$Df(x_0)$ is nonzero $\Rightarrow $invertible. What about the reverse?

Question

Problem says:

Assume that $f:\mathbb{R}^{2}\rightarrow\mathbb{R}^{2}$ is smooth and C-R equations

$$\frac{\partial f_{1}}{\partial x} = \frac{\partial f_{2}}{\partial y} $$

$$\frac{\partial f_{1}}{\partial y} = -\frac{\partial f_{2}}{\partial x}$$

holds. Suppose that $f$ is locally invertible at $x_{0}$ . Show that $Df(x_{0})\neq0$ . Find a counter-example when you don't have C-R equations. .

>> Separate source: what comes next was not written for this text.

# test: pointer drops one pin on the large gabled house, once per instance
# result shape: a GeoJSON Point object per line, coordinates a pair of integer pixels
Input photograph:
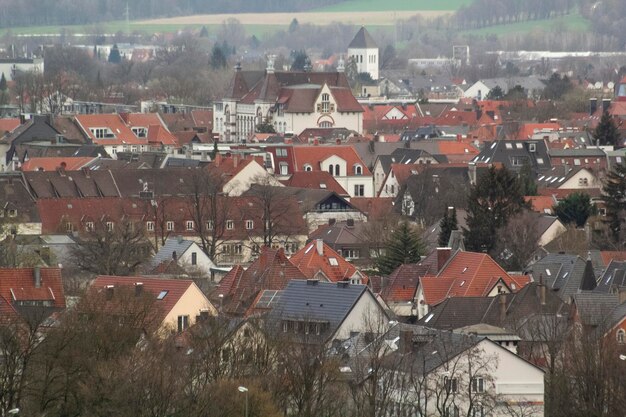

Clearly, by inverse function theorem, $\Rightarrow $ direction holds. But showing that the other direction hold under C-R equation seems to be hard since the theorem (implicit, inverse function theorem) only says about ($\Rightarrow $) direction. How could I show that the reverse holds?

Answer 1

Identifying $\mathbb{R}^2\simeq \mathbb{C}$. Now let $U$ be the neighbourhood of $x_0$ where $f$ is bijective. Using the open mapping theorem we can deduce that $f^{-1}$ is continous on $f(U)$. The injectivity of $f$ gives you that $f'$ is nowhere constant $0$ in $U$ and indeed, using the identity theorem you can deduce that the set of zeros, call it $N$, of $f'$ is discret (i.e. there is a open ball around every element where $f'$ is non-vanishing). Using the inverse function theorem on $f(U)\setminus f(N)$ (note that $f(N)$ is still discret) you can deduce that $f$ is holomorphic on $f(U)\setminus f(N)$. Now use Riemanns theorem for removable singularitys to deduce that $f^{-1}$ is indeed holomorphic on $f(U)$. The rule for the derivative of the inverse gives you that $f'$ is nonzero on $U$.

As a counterexample when C-R Relations are not available take

$$(x,y)\mapsto (x^3,y^3). $$